New Delhi: The government's new policy think-tank is set to launch its social sector plans with a scheme for women and children, tracking an expectant mother's first visit to a doctor till the tiny form that has stirred to life inside her completes primary school.

Officials said the Niti Aayog, which recently replaced the Planning Commission, had decided on the Aadhaar-based project when it met for the first time this February.

What the Aayog now plans to do is combine this scheme with another model - also conceived by Gujarat - to track the child's academic performance till Class VIII, to evolve a nationwide project.

Modi had attended the first meeting of the Aayog, but it's not clear if it was the Prime Minister who suggested the idea.

An official who was privy to the discussions at the meeting explained how the scheme would work. "The plan is to track a woman from her first visit to a doctor - a primary health centre or a hospital - to the birth of the child and then his/her vaccinations and his/her enrolment in school. This will be done through the Aadhaar number," the official said.

"The system will be such that parents would be alerted about vaccination days and health checkups automatically."

Sources said the scheme was part of the government's efforts to address what figures reveal are grim statistics (see chart) .

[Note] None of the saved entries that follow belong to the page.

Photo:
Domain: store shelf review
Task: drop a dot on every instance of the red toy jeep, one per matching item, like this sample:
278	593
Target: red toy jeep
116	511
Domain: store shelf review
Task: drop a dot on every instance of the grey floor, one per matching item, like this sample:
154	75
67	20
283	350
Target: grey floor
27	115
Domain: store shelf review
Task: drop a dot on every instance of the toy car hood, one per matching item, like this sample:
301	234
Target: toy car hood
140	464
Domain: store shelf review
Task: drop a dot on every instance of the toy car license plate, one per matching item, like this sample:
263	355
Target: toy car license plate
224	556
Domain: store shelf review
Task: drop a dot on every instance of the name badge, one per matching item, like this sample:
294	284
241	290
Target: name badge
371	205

According to Unicef, 12.7 lakh children die every year in India before they complete five years of age, while 50,000 women die during pregnancy. As for schooling, some 14 lakh children don't have any idea of what a classroom is.

Under the Aayog's scheme, the unique identification (Aadhaar) numbers of both the woman and her husband would be noted down when she goes for her first check-up and fed into a centralised database, which will be accessible online.

The original idea, e-Mamta - a mobile-based technology being used by health workers to transmit and store information on pregnant women and infants - was first conceptualised and implemented by the Gujarat government in 2010.

The system has since then been rolled out in states like Himachal Pradesh, Uttarakhand, Jammu and Kashmir and Jharkhand.

Not everyone is impressed, though.

"Mobile or web-based tracking will not make up for the lack of doctors, nurses, schools, teachers and toilets. What is the point of generating so much data if there are no guarantees for the people? Instead of tracking the children, the government should track the delivery of basic facilities in every district. They are planning to do all this when there is a 50 per cent cut in the budget for the social sector," said child health activist Vandana Prasad of the Public Health Resource Network.

The Union budget for 2015-16 has slashed the allocation for children under the women and child development ministry by nearly 56 per cent, compared to last year's outlay, while funds for women under the WCD ministry is down by nearly 25 per cent.

Figures from Gujarat have, however, shown a positive trend since e-Mamta was introduced. If there were 48 child deaths for every 1,000 live births in 2010, the mortality rate dipped marginally to 44 in 2012.

The school-tracking scheme, another Gujarat innovation conceived in 2012, was launched in June 2014, the month after Modi took over as Prime Minister. It now covers around 87 lakh students.